Mean $T_{1}$ values obtained from representative white matter and grey matter regions are presented in Table 2 for all subjects. Overall, LLR shows least agreement with respect to the fully sampled reference method, followed by Model-GTV. On the other hand, both RELAX and Quantitative DiMo show good agreement. However, as shown by the Wilcoxon signed rank test results, Quantitative DiMo shows better correlation with the reference than RELAX.

The $I_{0}$ maps in Fig 5(d-f) exhibit a similar signature in reconstruction quality as the $T_{1}$ maps, where LLR and Model-TGV show aliasing artifacts with the most blur, further confirmed by the zoom-ins, reflecting the undersampling pattern of many high frequency data points being undersampled with low frequency data points fully sampled. The deep learning method RELAX shows its ability to denoise through artifacts removal and detail preservation. However, it still lacks sharpness resulting in smoothened edges. Quantitative DiMo produces the sharpest maps preserving detail, which again is confirmed by its error maps, showing least error.

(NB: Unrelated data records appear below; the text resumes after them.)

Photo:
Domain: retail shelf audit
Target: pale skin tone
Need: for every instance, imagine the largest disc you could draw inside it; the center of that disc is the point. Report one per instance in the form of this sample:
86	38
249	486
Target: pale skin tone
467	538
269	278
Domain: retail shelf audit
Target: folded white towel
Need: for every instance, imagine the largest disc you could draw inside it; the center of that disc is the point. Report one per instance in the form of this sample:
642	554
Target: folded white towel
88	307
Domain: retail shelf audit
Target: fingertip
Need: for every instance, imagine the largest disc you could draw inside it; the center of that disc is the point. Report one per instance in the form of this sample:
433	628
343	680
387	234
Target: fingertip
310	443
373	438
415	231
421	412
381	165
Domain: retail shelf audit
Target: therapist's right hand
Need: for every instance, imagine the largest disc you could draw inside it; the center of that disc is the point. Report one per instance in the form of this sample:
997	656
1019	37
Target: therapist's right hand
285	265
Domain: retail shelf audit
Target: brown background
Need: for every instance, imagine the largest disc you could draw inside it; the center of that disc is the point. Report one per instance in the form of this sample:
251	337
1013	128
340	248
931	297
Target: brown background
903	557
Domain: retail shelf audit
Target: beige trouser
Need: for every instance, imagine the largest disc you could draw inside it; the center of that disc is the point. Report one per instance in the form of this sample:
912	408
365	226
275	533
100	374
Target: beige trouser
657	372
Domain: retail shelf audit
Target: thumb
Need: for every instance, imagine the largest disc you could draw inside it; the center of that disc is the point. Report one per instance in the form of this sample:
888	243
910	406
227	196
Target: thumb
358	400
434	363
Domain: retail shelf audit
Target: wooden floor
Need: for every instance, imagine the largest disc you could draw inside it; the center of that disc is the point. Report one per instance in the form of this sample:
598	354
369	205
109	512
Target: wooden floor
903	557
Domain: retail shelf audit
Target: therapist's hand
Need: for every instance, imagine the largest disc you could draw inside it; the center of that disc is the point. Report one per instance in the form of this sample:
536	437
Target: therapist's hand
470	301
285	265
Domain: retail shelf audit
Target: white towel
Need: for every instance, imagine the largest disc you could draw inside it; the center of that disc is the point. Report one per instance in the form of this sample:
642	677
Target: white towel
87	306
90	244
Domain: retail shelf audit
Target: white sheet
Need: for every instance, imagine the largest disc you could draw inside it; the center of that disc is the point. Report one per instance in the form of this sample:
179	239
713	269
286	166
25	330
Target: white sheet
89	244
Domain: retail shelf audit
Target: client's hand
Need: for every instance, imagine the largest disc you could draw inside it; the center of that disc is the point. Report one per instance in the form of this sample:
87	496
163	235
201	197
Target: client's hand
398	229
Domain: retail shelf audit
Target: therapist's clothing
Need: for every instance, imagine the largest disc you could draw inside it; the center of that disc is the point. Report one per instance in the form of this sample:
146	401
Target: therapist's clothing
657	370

The $T_{1}$ and $I_{0}$ maps estimated from 4$\times$ 2D Poisson disk undersampling are shown in Fig. 6. Examining Fig. 6(a) and Fig. 6(d), it is apparent that the main differences compared to the 4x 1D undersampling case are the different artifact patterns, which in turn stems from the different undersampling patterns. As seen in the zoom-in views of the $T_{1}$ (Fig. 6(b)) and $I_{0}$ (Fig. 6(e)) maps, compared to Fig. 5, LLR provides sharper maps details but still retain artifacts and noise, whereas Model-TGV preserves detail but exhibits blurred edges due to its general averaging of noise. RELAX captures sharp structures but is not able to attain details in some fine regions. Quantitative DiMo produces artifact free $T_{1}$ and $I_{0}$ maps with superior performance compared to other methods. This is again confirmed by the error maps (Fig. 6(c) and Fig. 6(f)), with Quantitative DiMo showing the least error. This is likely achieved through integrating the unrolling gradient descent algorithm and diffusion denoising network, prioritizing noise suppression without compromising the fidelity and clarity of the underlying tissue structure.

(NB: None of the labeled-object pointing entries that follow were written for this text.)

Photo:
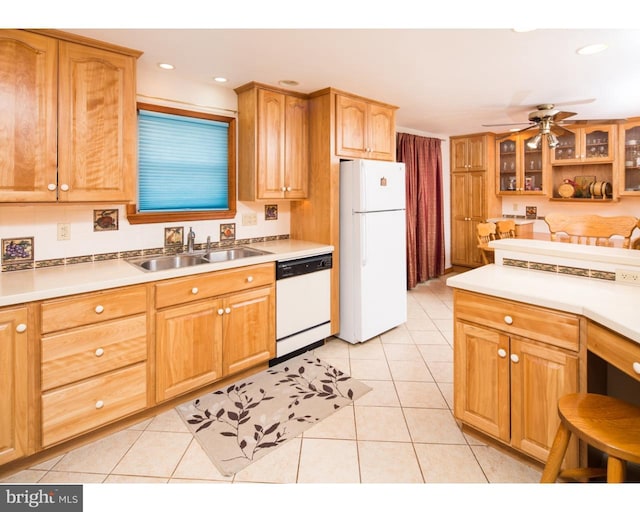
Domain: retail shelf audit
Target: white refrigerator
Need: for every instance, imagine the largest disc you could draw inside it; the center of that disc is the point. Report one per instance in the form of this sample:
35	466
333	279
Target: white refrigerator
373	271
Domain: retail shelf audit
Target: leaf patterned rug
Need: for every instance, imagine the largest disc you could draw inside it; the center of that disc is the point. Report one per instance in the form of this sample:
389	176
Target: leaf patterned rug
245	421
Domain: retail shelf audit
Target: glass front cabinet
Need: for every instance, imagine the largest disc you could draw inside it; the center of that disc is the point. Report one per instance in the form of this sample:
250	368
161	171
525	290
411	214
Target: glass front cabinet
629	159
521	169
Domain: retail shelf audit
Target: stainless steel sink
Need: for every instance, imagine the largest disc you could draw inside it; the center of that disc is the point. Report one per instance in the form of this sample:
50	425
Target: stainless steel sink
155	263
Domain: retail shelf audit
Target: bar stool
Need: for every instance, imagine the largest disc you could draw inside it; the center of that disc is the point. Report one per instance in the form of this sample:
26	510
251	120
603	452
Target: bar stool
603	422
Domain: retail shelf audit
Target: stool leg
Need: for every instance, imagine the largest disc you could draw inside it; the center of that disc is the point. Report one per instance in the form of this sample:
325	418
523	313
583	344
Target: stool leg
616	470
556	455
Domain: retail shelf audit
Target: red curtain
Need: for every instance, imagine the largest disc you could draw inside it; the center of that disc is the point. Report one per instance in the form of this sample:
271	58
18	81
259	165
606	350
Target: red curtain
422	157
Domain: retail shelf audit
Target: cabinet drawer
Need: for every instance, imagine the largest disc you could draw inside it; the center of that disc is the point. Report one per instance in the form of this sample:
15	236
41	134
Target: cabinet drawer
89	351
189	289
617	350
90	308
538	323
81	407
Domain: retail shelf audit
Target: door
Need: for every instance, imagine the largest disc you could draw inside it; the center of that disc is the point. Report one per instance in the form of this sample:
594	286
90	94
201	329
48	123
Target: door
381	266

An ablation study investigating model uncertainty was conducted by sampling the well-trained Static DiMo on PD data 100 times. From these 100 samples, we derived mean images, error maps, and variance maps. We then compared three distinct acceleration factors (4$\times$, 5$\times$, 6$\times$) using 1D Cartesian masks, shown in Fig.7. When compared with fully sampled images, the error and variance maps predominantly capture the edge and boundary details. Notably, higher acceleration factors increases the uncertainty with amplified errors, especially around the tissue interfaces. Incrementally increasing our sampling data counts, starting from 10, increasing to 50, and finally reaching 100, we witnessed a progression in the variance maps. Namely, they began displaying smoother transitions, with the high uncertainty edge regions gradually diminishing. This suggests that augmenting the number of sampling instances can be instrumental in attenuating noise within the mean images.